Write a Business Plan
Every business needs a business plan. A business plan outlines all operating expenses and how money is made. Business plans attempt to forecast how many years it will most likely take to reach a desirable profit margin. Business plans can and should be edited as new information becomes available or as circumstances change.
Business plans contain clues to potential risks to the business. Referring to the business plan on a monthly basis minimizes risk because business owners may compare the projections in the plan to how the business is really doing. Recognizing trying to fix problems early prevents much larger problems from forming later.
Loss control equals prevention. One way to prevent or control losses is to train employees well. It is less expensive to take the time to train and test employees than it is to pay for an injured employee or damaged equipment.

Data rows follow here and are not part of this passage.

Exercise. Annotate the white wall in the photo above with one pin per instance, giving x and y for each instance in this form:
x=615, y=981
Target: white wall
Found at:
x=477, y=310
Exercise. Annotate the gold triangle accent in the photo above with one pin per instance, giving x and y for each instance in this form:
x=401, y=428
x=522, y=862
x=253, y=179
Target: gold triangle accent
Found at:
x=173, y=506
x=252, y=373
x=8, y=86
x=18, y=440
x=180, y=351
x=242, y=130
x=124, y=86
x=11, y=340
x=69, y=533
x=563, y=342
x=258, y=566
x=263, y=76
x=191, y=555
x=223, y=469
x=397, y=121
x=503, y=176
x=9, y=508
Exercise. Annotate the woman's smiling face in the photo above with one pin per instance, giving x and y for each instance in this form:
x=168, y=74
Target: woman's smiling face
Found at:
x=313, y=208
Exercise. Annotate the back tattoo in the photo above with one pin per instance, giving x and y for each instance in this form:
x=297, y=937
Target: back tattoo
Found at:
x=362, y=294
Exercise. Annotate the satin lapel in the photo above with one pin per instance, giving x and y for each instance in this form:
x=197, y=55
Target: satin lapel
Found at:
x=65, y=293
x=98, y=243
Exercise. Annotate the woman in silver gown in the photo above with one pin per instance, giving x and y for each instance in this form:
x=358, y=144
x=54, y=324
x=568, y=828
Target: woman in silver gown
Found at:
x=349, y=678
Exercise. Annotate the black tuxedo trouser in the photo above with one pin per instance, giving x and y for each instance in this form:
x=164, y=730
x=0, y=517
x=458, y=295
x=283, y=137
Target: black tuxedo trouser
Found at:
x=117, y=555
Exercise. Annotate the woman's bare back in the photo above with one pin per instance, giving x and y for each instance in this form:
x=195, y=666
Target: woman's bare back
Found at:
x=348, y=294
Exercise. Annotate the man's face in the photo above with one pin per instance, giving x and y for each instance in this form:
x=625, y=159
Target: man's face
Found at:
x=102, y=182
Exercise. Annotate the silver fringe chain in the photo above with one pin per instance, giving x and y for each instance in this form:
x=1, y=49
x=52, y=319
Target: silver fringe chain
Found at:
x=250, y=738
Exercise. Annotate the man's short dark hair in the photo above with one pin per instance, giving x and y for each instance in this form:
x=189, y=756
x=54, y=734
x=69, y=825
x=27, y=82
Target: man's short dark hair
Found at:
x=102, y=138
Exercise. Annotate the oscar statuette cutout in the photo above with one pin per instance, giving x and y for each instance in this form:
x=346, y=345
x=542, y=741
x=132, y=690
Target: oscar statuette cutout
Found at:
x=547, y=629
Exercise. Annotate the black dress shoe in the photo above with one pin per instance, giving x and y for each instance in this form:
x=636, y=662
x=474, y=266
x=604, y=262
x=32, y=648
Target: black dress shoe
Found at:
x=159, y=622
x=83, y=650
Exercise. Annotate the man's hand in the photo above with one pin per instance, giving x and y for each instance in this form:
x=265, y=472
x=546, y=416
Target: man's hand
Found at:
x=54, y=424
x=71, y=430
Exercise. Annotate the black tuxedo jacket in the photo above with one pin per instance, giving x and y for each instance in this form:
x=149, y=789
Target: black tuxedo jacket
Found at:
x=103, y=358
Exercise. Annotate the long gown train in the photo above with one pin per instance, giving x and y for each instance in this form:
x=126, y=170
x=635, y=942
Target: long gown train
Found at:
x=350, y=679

Invest the time to ensure all workers understand their jobs and what is expected of them to reduce risks to the business.
Alarm systems and security cameras are also loss control strategies. Deterring break-ins and theft is, in the long run, cheaper than recovering from theft.
Sprinkler systems are a necessary loss control strategy if the business works with flammable substances. Anything a business owner can do to prevent injury, damage, or theft is good risk management.
Every business needs capital to cover operating expenses, and this is a problem for new small businesses that have not had time to grow. Some small business owners fund the business with an unsecured credit card, but the interest rates are high.
The Small Business Administration (“SBA”) is a federal agency that offers low-interest loans to small business owners. To apply, business owners must present a well-written business plan. The SBA helps many small businesses get a good start with low risk loans.
When applying for loans and appealing to investors, it is best to monitor the market and test small batches of product when possible before seeking large chunks of capital. After getting a reasonable idea of just how much potential for gain there is in market, approach investors and ask for what is necessary. Being able to give reasonably accurate estimates of what must be spent and how much may be made reduces some of the risk to the business.
Insurance may seem expensive, but it is necessary and it will prevent financial ruin in case the unthinkable happens. In addition any insurance legally required by the state, consider insuring any business machinery or expensive equipment. Note that homeowner’s insurance seldom covers work related losses when the business is run out of the home.
Businesses that manufacture or sell products purchase product liability insurance packages to protect themselves from lawsuits.
All businesses take on a certain amount of risk. Careful planning and referring back to the business plan may help minimize business risks and financial losses.